Les remontées mécaniques sont toujours fermées mais les cinémas, eux, ont rouvert et le film le plus fort de la reprise estivale des cinémas français est très ancré… dans l’hiver alpin. Avec Slalom, la réalisatrice Charlène Favier livre une fiction sur l’emprise dans le domaine du sport, en l’observant depuis la section ski-études d’un lycée des Alpes.
Lyz (Noée Abita, incomparable) est une jeune athlète débarquée en cours d’année dans la section ski-études d’un lycée de Bourg Saint Maurice. Si les premières minutes du long-métrage présagent un coming-of-age movie et l’étude de la difficile intégration d’une adolescente dans un groupe installé, il n’en est rien. Slalom éclipse d’ailleurs rapidement toute interrogation d’identité, alors même que son scénario esquissait une éventuelle relation homosexuelle. Lyz vit pour son sport, « elle a faim », elle veut gagner sans même savoir l’expliquer, et c’est le début de sa descente aux enfers.

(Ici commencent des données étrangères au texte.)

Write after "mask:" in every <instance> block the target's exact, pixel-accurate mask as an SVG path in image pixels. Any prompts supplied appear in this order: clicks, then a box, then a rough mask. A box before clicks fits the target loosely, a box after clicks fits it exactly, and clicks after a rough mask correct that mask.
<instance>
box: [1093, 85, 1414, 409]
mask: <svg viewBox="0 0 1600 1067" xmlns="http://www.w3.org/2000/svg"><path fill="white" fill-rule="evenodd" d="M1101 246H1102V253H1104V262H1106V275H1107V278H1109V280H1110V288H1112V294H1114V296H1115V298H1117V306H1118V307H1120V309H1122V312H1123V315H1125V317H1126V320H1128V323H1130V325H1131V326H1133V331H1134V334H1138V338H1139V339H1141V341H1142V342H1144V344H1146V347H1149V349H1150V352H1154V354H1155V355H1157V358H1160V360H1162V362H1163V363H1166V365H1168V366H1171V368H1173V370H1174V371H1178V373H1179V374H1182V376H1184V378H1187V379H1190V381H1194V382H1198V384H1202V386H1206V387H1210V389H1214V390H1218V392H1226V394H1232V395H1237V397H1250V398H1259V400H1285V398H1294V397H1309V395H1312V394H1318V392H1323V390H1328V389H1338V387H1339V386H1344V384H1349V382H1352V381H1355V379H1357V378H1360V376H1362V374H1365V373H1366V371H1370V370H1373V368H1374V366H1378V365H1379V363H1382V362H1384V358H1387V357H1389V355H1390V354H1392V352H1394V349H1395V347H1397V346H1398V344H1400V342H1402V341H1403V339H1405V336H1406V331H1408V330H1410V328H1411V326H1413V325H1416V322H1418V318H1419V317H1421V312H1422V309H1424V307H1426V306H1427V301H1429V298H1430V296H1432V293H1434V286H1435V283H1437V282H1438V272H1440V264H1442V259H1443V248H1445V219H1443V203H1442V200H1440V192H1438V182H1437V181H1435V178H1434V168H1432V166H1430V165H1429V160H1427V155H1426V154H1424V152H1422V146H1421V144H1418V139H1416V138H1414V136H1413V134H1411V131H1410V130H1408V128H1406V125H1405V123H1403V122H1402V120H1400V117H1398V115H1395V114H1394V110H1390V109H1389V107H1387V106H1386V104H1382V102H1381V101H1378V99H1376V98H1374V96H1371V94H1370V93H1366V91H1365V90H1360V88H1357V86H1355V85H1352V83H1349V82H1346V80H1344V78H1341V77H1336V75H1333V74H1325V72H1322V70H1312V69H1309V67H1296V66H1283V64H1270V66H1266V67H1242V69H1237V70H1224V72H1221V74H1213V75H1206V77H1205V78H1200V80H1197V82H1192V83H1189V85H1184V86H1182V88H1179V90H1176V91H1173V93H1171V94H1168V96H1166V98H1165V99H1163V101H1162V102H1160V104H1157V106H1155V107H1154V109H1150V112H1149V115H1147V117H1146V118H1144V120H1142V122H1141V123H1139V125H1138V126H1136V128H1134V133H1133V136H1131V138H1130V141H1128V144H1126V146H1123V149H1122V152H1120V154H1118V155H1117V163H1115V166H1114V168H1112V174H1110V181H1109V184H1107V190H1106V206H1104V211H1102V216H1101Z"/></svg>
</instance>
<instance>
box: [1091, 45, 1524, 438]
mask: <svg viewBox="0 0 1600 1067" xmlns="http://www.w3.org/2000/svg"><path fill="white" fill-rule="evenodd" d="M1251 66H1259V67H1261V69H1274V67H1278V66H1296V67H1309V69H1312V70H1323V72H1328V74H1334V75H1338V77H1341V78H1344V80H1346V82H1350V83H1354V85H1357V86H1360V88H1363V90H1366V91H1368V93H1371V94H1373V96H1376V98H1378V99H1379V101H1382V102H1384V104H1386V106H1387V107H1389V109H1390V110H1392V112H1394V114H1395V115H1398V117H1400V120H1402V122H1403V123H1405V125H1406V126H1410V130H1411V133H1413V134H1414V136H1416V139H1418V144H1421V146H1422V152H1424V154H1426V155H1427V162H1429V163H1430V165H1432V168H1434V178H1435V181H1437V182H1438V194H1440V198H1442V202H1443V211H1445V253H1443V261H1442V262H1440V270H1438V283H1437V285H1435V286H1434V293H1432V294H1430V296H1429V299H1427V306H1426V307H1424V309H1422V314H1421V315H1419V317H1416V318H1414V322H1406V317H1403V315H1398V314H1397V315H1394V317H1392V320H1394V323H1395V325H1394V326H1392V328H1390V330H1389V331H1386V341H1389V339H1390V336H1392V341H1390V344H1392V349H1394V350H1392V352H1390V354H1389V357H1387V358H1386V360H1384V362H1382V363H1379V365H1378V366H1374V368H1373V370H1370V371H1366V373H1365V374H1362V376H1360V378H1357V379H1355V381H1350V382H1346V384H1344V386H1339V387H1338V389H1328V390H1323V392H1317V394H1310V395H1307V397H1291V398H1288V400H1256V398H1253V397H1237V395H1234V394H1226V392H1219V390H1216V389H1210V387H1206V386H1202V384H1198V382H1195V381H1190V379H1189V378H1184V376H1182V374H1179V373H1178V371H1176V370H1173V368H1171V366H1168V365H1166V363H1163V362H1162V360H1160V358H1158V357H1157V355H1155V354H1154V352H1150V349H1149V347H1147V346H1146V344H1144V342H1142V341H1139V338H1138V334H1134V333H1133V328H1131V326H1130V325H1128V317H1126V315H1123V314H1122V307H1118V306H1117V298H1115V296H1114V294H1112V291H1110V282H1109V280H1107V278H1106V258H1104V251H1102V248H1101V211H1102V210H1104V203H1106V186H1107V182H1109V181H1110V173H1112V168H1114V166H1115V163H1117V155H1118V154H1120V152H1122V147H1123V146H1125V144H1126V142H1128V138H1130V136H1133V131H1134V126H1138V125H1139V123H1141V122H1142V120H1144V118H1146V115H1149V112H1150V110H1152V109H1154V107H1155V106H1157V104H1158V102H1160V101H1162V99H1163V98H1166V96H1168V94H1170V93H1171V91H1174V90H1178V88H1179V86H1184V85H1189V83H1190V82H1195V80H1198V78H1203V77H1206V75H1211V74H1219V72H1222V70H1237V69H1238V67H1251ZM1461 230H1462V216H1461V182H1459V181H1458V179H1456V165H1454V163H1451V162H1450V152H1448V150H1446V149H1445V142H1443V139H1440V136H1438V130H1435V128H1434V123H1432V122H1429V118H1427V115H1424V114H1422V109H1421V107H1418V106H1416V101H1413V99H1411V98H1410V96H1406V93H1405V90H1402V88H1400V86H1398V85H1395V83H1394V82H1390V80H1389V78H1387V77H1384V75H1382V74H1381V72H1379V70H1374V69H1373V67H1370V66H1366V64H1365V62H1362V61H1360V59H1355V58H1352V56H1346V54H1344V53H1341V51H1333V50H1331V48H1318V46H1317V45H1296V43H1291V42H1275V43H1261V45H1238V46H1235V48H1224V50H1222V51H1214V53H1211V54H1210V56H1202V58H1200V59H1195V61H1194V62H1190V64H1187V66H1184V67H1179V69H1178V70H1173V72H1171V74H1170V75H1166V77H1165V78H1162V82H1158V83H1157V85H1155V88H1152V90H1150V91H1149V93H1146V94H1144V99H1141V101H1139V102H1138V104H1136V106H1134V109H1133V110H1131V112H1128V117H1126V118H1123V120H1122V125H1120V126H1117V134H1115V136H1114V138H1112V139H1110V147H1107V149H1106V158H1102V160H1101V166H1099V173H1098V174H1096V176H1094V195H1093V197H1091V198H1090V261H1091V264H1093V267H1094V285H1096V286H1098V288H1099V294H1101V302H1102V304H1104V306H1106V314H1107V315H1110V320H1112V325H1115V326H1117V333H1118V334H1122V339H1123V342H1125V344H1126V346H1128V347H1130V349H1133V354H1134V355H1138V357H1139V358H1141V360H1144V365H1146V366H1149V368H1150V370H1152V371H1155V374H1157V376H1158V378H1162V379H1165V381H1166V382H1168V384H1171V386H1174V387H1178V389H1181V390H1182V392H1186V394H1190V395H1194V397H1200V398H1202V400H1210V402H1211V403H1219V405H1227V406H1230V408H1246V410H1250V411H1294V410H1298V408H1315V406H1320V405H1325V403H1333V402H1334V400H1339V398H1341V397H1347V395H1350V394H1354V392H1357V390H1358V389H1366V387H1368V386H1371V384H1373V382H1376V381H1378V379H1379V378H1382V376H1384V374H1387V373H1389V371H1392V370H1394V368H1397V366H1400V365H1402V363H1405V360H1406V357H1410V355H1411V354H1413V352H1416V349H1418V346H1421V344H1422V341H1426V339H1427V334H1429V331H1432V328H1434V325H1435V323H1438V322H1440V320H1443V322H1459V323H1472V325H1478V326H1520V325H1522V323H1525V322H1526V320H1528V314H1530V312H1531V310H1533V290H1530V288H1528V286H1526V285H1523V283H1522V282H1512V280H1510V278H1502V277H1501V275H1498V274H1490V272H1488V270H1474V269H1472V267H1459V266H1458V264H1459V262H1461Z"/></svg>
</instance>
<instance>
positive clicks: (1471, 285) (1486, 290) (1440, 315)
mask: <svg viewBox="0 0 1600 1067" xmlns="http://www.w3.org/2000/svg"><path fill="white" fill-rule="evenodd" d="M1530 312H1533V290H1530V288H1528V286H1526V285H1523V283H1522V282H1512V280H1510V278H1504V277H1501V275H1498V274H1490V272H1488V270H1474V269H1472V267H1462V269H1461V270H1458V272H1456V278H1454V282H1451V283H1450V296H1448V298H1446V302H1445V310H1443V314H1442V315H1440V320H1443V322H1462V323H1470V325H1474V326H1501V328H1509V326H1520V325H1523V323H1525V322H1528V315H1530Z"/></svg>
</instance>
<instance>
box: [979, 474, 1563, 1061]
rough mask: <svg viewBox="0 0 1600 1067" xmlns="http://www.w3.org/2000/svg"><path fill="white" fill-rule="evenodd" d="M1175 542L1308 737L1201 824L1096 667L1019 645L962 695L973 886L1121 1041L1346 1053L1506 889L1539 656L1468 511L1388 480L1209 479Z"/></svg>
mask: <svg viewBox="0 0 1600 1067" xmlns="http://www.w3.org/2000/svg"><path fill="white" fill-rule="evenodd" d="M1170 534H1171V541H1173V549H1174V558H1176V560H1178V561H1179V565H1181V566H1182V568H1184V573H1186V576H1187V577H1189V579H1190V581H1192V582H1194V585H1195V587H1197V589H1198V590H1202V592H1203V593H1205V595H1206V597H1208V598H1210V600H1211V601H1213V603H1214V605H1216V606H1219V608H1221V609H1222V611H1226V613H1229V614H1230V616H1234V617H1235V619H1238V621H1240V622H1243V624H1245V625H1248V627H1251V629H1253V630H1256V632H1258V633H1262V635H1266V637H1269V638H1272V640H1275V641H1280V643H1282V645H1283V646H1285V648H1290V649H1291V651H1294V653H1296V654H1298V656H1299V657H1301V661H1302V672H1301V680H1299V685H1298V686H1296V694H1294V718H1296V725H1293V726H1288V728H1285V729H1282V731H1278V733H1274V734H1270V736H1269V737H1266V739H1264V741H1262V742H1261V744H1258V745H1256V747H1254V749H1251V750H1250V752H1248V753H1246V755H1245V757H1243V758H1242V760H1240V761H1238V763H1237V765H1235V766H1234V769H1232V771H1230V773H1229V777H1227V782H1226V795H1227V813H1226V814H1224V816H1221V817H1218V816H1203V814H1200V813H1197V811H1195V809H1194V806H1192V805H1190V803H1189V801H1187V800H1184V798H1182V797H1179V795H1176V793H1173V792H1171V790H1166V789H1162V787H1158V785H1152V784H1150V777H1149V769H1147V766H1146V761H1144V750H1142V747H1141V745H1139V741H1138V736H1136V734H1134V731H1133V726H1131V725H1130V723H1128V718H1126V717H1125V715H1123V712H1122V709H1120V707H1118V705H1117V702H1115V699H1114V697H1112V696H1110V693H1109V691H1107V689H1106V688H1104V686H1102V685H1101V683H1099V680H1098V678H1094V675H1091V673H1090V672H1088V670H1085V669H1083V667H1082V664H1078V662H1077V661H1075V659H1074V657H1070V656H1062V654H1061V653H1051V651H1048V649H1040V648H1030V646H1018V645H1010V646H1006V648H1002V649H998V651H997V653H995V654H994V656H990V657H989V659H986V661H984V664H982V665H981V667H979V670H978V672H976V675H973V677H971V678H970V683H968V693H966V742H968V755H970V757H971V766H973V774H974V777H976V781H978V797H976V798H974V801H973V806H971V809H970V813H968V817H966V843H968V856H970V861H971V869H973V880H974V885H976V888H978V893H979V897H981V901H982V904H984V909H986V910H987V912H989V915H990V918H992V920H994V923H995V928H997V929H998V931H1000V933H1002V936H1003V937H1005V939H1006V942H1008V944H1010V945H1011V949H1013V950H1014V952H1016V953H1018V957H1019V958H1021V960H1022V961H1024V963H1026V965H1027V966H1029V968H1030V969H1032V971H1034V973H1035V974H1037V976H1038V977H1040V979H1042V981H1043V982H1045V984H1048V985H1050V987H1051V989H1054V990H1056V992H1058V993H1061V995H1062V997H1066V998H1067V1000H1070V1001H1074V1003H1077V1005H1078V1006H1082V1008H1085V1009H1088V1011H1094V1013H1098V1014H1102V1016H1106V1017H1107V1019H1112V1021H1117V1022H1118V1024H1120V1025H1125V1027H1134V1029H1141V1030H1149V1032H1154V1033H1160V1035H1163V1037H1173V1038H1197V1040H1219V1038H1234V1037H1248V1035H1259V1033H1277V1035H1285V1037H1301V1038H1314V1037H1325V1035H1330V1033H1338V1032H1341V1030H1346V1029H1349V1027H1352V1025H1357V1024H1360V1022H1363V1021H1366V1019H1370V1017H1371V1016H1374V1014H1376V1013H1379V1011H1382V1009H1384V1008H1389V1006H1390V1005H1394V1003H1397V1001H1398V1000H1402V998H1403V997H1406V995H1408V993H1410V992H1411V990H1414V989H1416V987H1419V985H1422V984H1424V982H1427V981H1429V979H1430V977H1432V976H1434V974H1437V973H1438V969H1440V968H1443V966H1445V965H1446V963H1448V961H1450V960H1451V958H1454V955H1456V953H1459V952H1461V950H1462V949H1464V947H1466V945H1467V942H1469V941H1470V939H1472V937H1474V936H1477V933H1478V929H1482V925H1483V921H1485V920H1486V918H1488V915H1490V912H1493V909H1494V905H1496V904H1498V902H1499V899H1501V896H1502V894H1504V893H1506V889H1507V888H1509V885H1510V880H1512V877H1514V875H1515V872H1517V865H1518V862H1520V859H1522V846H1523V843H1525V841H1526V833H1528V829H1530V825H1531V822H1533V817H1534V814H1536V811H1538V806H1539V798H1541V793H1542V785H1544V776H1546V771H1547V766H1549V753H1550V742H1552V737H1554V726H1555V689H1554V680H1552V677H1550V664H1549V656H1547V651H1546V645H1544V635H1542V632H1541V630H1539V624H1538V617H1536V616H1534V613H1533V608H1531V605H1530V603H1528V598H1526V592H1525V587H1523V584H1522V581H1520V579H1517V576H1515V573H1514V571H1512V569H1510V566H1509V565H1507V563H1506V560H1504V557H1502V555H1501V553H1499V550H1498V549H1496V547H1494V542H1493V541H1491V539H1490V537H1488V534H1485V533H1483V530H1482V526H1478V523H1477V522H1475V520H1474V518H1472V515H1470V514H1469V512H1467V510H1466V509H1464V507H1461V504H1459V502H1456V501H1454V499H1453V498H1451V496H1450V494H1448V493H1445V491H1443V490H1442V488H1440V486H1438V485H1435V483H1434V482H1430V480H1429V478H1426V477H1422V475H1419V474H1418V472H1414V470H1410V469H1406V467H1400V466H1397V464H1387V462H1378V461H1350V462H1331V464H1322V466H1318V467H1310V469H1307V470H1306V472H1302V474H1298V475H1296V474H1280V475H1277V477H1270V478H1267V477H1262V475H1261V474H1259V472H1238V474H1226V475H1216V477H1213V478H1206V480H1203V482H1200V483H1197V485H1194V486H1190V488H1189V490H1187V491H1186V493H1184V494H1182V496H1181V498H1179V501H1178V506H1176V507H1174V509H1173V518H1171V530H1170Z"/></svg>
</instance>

Dernière arrivée dans l’équipe, elle se focalise sur Fred (Jérémie Renier), l’entraîneur, plutôt que sur le bloc déjà soudé formé par ses camarades. Les autres la préviennent tout de même : Fred n’accorde son intérêt que lorsqu’il voit du potentiel et cette attention ne persiste que si les résultats sportifs suivent.
La confiance aveugle bascule vers la domination
Charlène Favier explore les ressorts psychologiques de l’emprise. En tant qu’entraineur, Fred exige de Lyz une confiance absolue ; elle la lui donne volontiers, jusqu’à ne plus rien voir d’autre que lui. Loin du prédateur, la réalisatrice fait de l’entraîneur un personnage nuancé, un ancien champion blessé habité (hanté ?) par l’idée de la réussite d’une de ses protégées. Le jeu des deux acteurs et la relation qu’ils développent atteint un rare degré d’intensité. La confiance aveugle bascule vers la domination.
Unique faute de carre, Slalom souffre du syndrome du premier film, une mise en scène bavarde et dispersée qui veut impressionner. D’un côté, les plans sur les montagnes comme les séquences de descente font envie, on file à toute vitesse avec Lyz dans les slaloms du titre ; de l’autre, le film s’enfonce dans la poudreuse quand il ne suggère pas. Que ce soit la mise en scène de ce viol qui, trop près des corps, oublie de questionner l’acte, ou la photographie barbare et ces teintes de rouges qui noient Lyz et Fred dès qu’ils partagent une scène dans le reste du film.
La réalisatrice se nourrit de son histoire personnelle mais évite le piège du film « inspiré de faits réels » ou l’écho appuyé à l’actualité récente – souvent bien plus sombre. Slalom se fait plutôt éclairage sur une vérité générale, une grande fiction sur de nombreuses réalités. Il manque sans doute au film la verbalisation des mots « agression » et « viol », mais peut-être qu’un seul regard, celui de sa grande actrice, peut tout dire.